Re: Error handling in URIs

Elliotte Harold wrote:

> 1. All numeric character references should be considered to point to 
> Unicode code points.

Done since about RFC 2070.

> 2. All percent escapes in documents should be considered to refer
> to UTF-8 bytes.

Not true, http://example.org/%C0%80 is a perfectly valid URI,
and certainly not UTF-8.  

> 3. The browser should convert all IRIs to pure URIs using 
> exclusively UTF-8 percent encoding as specified in the IRI spec.

Yes, since about RFC 3987.  The IRI itself can of course use the
encoding of its context, e.g., KOI8-R in a KOI8-R document:

http://hmdmhdfmhdjmzdtjmzdtzktdkztdjz.googlepages.com/IDN-IRI-koi8-r.html

> 4. If this fails because the UTF-8 in step 2 is ill-formed, redo
> step 2 assuming the encoding is ISO-8859-1 and pray.

Nobody uses iso-8859-1 for real, ITYM windows-1252.  For values
of "nobody" excluding RFC 2616 and 2617 among others, but when
you're going to guess try windows-1252.  
 
> I'm not sure about step 4. Maybe there's better error handling
> to be done, but steps 1-3 are the only sane approaches to this.

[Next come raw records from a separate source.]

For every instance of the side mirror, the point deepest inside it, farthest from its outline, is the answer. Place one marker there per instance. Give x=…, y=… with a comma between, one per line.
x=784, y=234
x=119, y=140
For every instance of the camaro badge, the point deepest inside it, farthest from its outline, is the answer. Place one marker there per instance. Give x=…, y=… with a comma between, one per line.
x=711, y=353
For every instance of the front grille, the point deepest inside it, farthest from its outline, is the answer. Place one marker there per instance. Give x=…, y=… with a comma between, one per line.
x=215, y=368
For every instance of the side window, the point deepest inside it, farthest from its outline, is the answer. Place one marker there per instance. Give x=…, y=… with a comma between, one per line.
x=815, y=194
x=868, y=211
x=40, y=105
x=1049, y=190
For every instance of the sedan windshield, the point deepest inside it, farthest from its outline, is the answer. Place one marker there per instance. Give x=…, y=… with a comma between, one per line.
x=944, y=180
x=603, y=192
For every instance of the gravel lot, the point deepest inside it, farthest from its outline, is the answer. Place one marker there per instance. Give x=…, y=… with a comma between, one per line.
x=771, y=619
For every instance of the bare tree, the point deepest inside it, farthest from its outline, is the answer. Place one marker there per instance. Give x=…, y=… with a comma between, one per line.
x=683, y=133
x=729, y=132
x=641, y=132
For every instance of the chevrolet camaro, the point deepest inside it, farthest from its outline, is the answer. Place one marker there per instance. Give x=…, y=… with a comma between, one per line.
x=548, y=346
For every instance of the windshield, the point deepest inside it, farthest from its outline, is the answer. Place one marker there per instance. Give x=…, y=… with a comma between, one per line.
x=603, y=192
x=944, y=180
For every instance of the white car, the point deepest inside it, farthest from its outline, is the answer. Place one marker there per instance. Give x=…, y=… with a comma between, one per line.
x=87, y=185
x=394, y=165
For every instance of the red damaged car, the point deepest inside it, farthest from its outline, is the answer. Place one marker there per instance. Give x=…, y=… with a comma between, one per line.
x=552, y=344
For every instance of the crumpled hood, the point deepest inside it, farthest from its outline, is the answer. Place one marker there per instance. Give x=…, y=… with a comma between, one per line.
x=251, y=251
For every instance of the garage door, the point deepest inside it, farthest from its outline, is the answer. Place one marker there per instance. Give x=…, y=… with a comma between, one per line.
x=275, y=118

Yes, skip the prayer, URIs have no "default charset", that's a
historical accident limited to HTTP.

> Any scheme that attempts to replicate existing browser URL-encoding 
> behavior is doomed to failure, and will simply relegate us to ASCII
> only URIs for the foreseeable future.

URIs are "ASCII only" in the same sense as host names are ASCII only,
i.e. the proper subset as specified in STD 66, with a way to use any
octet in its percent-encoded form.

And IRIs are not limited to UTF-8.  Everything is perfect (ignoring
HTTP again).  "Redefining" URIs is a horror scenario.  Maybe folks
interested in selling new hard- and software like such disasters :-(

Of course an IRI without context needs to be UTF-8, guess and pray
is no recipe.  And it has to be transformed to an URI as specified
in RFC 3987 for practical purposes - preferably by the side knowing
how that works, e.g., the other side might not know the "punycode"
fine print for an <ihost>.

 Frank

Received on Saturday, 28 June 2008 13:19:27 UTC